The Leftovers, Outlander, and the Adaptation of Novels for Premium Cable

outlanderTwo adaptations of novels have come to premium cable this summer. The first was Tom Perrotta’s The Leftovers on HBO and Diana Gabaldon’s Outlander premieres on Starz today although the first episode was available for streaming on starz.com starting last Saturday.

I am approaching these two TV series from very different points of view. The Leftovers has been on my to-read list since it was released in 2011 but I’ve never quite gotten around to it. It takes place in a world after a Rapture-like event. Two percent of the world’s population has disappeared I have watched every episode of the show so far. I love the show but I can’t quite say that I’ve enjoyed it. It is a difficult show to watch. People aren’t wrong when they describe it as misery porn but I can’t quite get on with those who think its a slog. The characters have gone through something absolutely horrifying and watching them struggle through putting their lives back together is endlessly fascinating for me.

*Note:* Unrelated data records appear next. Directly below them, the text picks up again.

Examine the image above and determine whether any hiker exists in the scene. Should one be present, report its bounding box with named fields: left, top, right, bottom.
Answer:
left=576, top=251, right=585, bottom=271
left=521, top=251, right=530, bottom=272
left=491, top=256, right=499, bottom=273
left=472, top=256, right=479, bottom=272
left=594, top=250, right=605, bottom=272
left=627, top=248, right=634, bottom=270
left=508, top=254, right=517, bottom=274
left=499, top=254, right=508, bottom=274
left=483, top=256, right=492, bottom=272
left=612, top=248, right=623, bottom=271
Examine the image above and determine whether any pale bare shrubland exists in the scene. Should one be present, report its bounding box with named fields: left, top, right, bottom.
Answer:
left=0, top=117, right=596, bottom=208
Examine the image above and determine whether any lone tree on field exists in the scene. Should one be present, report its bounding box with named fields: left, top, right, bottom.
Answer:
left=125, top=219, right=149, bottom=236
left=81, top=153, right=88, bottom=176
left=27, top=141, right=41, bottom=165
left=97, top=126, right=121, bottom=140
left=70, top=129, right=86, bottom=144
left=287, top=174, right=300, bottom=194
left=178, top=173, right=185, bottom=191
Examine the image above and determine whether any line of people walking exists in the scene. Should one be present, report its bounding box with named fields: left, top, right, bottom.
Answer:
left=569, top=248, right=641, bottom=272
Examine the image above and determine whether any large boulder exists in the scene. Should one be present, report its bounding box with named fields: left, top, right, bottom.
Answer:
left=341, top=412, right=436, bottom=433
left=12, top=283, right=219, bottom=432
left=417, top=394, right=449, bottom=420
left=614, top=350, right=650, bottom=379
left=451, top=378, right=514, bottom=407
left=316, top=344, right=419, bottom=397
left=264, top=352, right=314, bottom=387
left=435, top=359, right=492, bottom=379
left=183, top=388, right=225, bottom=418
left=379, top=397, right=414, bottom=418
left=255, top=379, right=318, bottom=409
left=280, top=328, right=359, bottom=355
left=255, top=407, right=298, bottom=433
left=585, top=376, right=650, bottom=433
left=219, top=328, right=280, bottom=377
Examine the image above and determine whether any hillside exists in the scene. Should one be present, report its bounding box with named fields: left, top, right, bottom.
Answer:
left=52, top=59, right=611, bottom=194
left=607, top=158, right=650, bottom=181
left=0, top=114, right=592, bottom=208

This show does exactly what a good adaptation should do. I haven’t read the book but I still know what is going on and can enjoy it as its own thing. I do wonder if the source material was more of a dark comedy than the show, though. Perrotta usually has a sense of humor about his work but if he and his pilot co-writer, showrunner Damon Lindeloff (Lost), couldn’t bring that across on the screen then I’m glad that they didn’t try. The Leftovers is a mirror image of another Tom Perrotta adaptation, Election, in that way. For the movie version, the comedy elements of the book were played up much more.

I come at the adaptation of Outlander from a completely different place. I discovered the book series when I was in high school and no one gets obsessed with something like a teenager gets upset with something. I devoured the first four books the summer I found them and have since read the next three, albeit with slightly waning interest. The first season of the show from showrunner Ronald D. Moore (Battlestar Galactica) covers the first book, though, and I have read that more times than I care to think of considering that it’s 870 pages long.

I know Claire, Jamie, and the other characters who inhabit Gabaldon’s universe inside and out. They can do what they’d like with the plot to make it work for TV as long as they get the characters right. They probably don’t need to nail down every detail of an English World War II nurse who unexpectedly time travels to the eighteenth century while on vacation in Scotland to get reacquainted with her husband after the war but they do need to be true to the characters.

Fortunately, I was really impressed with Caitriona Balfe and Tobias Menzies as Claire and Frank Randall. We spend most of the episode with them and really only get a small amount of time with Sam Heughan’s Jamie towards the end. I’m happy with what I’ve seen of him but will need more before I form a real opinion on him.

Both of these adaptations appear to stand on their own without needing knowledge of their source material to truly enjoy them. In many ways, that is the advantage of adapting a novel into a TV series with short seasons. There’s more space to expand the universe than in a two-hour movie but there isn’t so much time to fill that the writers have to stretch the source material out with time-filler episodes in order to make five 22-episode seasons.